My seminar grades improved with each semester as I learned more about why I was where I was and what I was supposed to be doing there. Accordingly, my confidence rose, and my fellowship stipend was restored to a respectable level. By the time of the Man Ray exhibition, I’d been at Princeton for eight years, and I was more than ready to move on. Which I did, holding academic positions at a couple of places starting with UMass, in the process casting about intellectually while mostly doing teaching and writing—some art criticism, some art history, even a history of rock music published by Oxford University Press—until 1974 when, instead of tenure, I was offered the directorship of the Rose Art Museum. I knew virtually nothing about running a museum—museology didn’t even exist when I was in school—so I learned on the job and, as I did, it gradually dawned on me that I’d absorbed aspects critical to my new position when I was still at Princeton. Through my dissertation project, I had been introduced to working with living artists, I got a taste of how much I enjoyed and found meaning in that, and I subsequently learned I was pretty good at it and that it was central to my personal and professional identity. From its opening in 1961, the Rose Art Museum was known as a museum of the art of our time, of living art, and I made it even more so by emphasizing the artists who made that art. So it came to be that I was in a productive place, and an especially right place for me, which, for part of me, was enormously satisfying, though another part of me felt as though I had spent more than a decade circling back to where I started. So I wondered: How come it had taken me so long to figure my self out, and how long would it take to know more fully my self in each moment of the ongoing present.

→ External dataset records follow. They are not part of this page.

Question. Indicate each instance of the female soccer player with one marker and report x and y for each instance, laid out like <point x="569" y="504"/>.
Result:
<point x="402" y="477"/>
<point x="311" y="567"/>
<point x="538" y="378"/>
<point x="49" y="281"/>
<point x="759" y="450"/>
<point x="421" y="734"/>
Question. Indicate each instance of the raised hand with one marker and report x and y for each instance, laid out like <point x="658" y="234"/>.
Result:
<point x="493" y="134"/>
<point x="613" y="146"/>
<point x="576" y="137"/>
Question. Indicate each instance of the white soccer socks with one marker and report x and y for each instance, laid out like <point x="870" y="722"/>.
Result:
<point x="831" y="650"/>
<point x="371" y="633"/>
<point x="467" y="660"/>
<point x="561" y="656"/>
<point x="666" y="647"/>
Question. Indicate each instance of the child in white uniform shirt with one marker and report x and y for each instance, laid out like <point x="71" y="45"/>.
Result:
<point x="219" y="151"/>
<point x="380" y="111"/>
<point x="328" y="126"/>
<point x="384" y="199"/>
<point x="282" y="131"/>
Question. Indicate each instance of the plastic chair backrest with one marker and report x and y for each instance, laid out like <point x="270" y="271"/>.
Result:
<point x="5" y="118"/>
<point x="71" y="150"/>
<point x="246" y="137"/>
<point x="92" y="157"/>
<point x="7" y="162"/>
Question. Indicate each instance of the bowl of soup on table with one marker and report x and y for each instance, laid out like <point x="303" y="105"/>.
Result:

But those are the questions we all live with, aren’t they, the questions that signal our humanness in modern experience, the questions that our modern, living art is made to lay bare and address? And because our selves are ever evolving via new encounters with one another and with our shared world, those are the questions we’ll continue to ask, knowing that they’ll take as long to answer as they take—as any artist will tell you.
Carl Belz is Director Emeritus of the Rose Art Museum, Brandeis University.